I’d be terrified to bring a child into a world that so vehemently and openly spews harmful rhetoric. Even if I educated my children on racism and ableism, and how to act against it, there’s no guarantee that they wouldn’t face that bigotry. As a disabled woman, I don’t operate under the assumption that my child would be able-bodied and neurotypical, an assumption that’s ableist in and of itself because it constructs being abled as the norm and disability as a deviation from that norm. It terrifies me that my potential children could face the same ableism I’ve faced for 23 years – that as much as our world operates under the guise that it’s inclusive, people still don’t think disabled lives are worth protecting, as COVID-19 has clearly illustrated.

I know that even after the restrictions are lifted and people return to some version of their prepandemic lives, my life will never be the same.
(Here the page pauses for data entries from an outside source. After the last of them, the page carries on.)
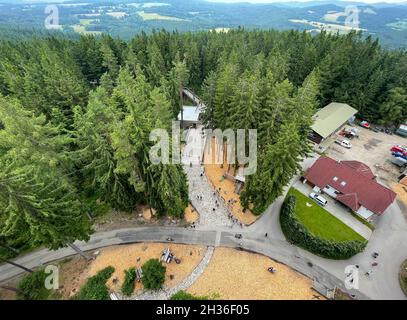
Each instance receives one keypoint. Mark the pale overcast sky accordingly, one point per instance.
(271, 1)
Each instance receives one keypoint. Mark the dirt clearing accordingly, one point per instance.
(135, 255)
(216, 175)
(240, 275)
(371, 148)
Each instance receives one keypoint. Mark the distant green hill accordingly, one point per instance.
(388, 22)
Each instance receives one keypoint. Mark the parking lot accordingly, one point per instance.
(371, 148)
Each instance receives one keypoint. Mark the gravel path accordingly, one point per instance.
(165, 294)
(200, 187)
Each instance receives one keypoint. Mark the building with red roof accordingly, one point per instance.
(352, 183)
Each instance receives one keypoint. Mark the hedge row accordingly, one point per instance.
(129, 280)
(299, 235)
(95, 287)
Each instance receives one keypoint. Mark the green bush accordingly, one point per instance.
(299, 235)
(153, 274)
(129, 279)
(182, 295)
(95, 287)
(32, 286)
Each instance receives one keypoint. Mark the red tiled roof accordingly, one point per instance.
(351, 200)
(354, 180)
(361, 168)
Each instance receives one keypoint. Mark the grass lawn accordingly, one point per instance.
(320, 222)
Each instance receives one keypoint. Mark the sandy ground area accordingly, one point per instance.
(190, 214)
(73, 273)
(214, 173)
(240, 275)
(134, 255)
(401, 191)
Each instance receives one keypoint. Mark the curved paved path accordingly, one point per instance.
(273, 248)
(389, 239)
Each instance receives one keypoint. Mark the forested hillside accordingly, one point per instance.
(75, 116)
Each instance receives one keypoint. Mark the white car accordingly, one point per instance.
(318, 198)
(344, 143)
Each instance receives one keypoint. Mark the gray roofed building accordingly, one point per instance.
(329, 119)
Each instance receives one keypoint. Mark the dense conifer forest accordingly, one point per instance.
(76, 114)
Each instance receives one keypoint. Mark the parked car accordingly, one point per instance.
(365, 124)
(344, 143)
(318, 199)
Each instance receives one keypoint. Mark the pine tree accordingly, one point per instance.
(394, 110)
(277, 164)
(36, 191)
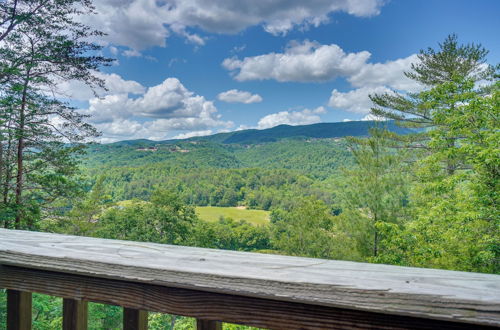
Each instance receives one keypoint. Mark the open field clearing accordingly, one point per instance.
(212, 213)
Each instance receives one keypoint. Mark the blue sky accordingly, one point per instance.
(197, 67)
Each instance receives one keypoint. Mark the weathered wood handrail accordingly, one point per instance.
(262, 290)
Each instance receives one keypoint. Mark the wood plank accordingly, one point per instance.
(75, 313)
(19, 310)
(209, 306)
(134, 319)
(438, 294)
(208, 325)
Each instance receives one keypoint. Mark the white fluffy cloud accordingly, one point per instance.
(370, 117)
(304, 117)
(114, 83)
(390, 73)
(159, 112)
(356, 100)
(140, 24)
(236, 96)
(304, 62)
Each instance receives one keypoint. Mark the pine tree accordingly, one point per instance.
(434, 67)
(43, 49)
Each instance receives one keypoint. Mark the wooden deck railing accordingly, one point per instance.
(214, 286)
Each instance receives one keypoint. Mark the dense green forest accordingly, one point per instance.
(419, 188)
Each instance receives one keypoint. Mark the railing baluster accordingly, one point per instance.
(208, 325)
(75, 314)
(134, 319)
(18, 310)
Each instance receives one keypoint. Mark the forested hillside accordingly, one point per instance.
(419, 187)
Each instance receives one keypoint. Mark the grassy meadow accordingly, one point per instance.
(213, 213)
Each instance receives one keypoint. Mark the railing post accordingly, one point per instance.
(208, 325)
(134, 319)
(75, 314)
(18, 310)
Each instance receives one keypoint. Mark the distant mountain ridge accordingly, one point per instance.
(255, 136)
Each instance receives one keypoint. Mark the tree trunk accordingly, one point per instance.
(20, 156)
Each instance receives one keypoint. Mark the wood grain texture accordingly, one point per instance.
(207, 306)
(19, 310)
(208, 325)
(135, 319)
(75, 314)
(427, 293)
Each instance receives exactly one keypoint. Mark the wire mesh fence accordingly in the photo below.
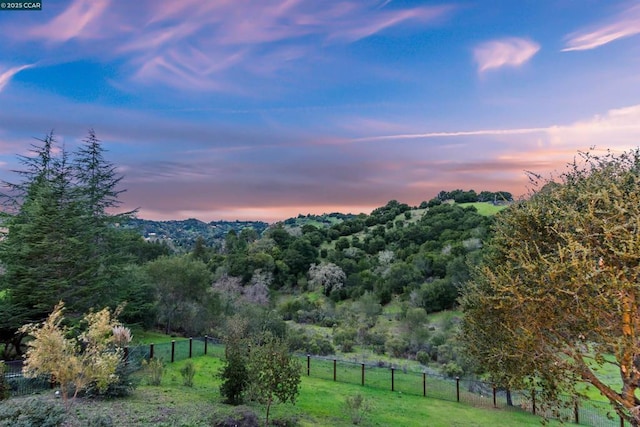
(374, 375)
(471, 392)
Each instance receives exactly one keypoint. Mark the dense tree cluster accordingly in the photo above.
(556, 299)
(338, 270)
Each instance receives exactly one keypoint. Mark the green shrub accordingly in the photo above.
(4, 386)
(423, 357)
(396, 346)
(452, 369)
(357, 407)
(345, 338)
(154, 369)
(122, 387)
(235, 377)
(188, 371)
(31, 412)
(100, 420)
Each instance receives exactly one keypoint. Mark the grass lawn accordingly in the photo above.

I will never be the same. I’m not the same person I was 11 months ago when this all started. I worry for the future now more than ever. That doesn’t make me cynical – I still advocate for a better future for all people – but what’s changed is that I’m more cautious. I’ve seen the violence of ableism. The ableism I’ve confronted all my life now flows freely out of people’s minds and mouths. No, I won’t cower in fear, but I will make informed decisions about my future. And I don’t think having children is the best decision for me, at least not now.

I’m not judging anyone who chooses to have kids – it’s a personal choice that requires different calculus for every individual. But for me, the COVID-19 pandemic has forced me to consider whether this is a world I want to bring kids into.